But the harsh truth is that an alarming number of IT executives remain unclear about what Hadoop is or what it does. If anything, this spells an opportunity for those considering Hadoop – early deployment will mean a competitive advantage. In the months to come, this should become possible with new Hadoop tools and platforms that make deployment “non-nerdy” -- or at least not as challenging as it is today. Leading the way will be tools that have the highest ROI and the simplest use cases such as MapReduce, HDFS, Java, HBase, Pig, Manhout, Zookeeper and HCatalog.

Opening the world to new data insights

The pre-Big Data world was top-down. Source data was staged using pre-defined data structures. In this world, developers designed the data and semantic model so users could ask questions such as “How will my promotion budget of X dollars impact inventory?” In other words, users would unearth relationships between pre-defined objects and their metrics.

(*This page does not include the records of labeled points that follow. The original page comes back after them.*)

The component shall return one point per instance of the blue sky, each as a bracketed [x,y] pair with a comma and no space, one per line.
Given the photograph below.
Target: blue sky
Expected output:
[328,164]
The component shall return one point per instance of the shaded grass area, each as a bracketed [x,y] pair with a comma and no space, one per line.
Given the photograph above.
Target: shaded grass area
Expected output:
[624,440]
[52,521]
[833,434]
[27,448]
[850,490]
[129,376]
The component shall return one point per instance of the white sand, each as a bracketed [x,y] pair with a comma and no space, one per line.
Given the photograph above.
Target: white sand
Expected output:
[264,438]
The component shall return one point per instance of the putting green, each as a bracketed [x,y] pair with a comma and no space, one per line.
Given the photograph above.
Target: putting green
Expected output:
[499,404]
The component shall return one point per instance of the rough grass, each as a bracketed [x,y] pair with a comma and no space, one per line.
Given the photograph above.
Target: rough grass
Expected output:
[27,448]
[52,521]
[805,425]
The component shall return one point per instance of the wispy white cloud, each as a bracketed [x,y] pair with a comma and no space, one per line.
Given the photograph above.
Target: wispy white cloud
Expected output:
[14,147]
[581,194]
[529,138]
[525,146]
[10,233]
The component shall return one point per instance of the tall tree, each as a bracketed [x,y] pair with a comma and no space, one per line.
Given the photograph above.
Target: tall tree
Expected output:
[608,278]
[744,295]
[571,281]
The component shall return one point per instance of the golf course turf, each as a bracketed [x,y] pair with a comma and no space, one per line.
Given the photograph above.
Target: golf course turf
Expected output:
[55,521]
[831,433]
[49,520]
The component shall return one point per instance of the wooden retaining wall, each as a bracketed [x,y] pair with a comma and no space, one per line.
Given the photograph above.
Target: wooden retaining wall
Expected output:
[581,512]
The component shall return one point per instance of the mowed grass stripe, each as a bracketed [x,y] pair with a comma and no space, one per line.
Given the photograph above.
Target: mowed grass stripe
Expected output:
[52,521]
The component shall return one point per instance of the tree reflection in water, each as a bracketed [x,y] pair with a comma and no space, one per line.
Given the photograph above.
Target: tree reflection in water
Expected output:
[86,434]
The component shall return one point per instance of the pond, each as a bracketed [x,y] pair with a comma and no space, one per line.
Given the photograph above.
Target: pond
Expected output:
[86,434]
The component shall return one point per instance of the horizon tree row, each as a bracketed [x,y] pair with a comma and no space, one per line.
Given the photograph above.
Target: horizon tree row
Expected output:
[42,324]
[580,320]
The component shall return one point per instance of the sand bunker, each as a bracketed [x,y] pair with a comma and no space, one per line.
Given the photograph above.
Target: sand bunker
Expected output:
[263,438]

The post-Big Data world is bottoms up. This is a world in which data users say, “I know the question, just give me the data to explore and I’ll reach my own conclusions.” In other words, the queries are ad hoc in nature, calling for modern BI architecture and schema-free analytical ecosystems. This is the ideal world of Peak Insights that users will demand and which enterprises should aim for. Hence, Hadoop and the world of Big Data are inevitable.

The use case for both is being driven by a number of vectors:

• The growth in data – sooner or later, enterprises will have to learn to deal with the reality of petabytes of structured and unstructured data

• Today’s businesses demand real-time insights using new and exotic data types (social media, streaming video and audio, IoT) plus speed and scale are of paramount importance

• Enterprises can opt for the comfort of hybrid architecture, making Hadoop and Big Data adoption almost risk free

• There is an enterprise-wide digital transformation trend sweeping the world – and your data ware house cannot afford to lag

• Hadoop scales at low costs, making it affordable

In effect, the only barriers to Hadoop adoption remain the newness of its applications and the lack of available investments.

But should these affect your BI and Big Data initiatives? We don’t think so. More –and cheaper—tools will become available through the growing number of vendors. Adoption will further be simplified with the increasing code automation that is on its way. And finally, with the efforts of a fast and inventive Open Source community, skill availability will not remain a challenge for long.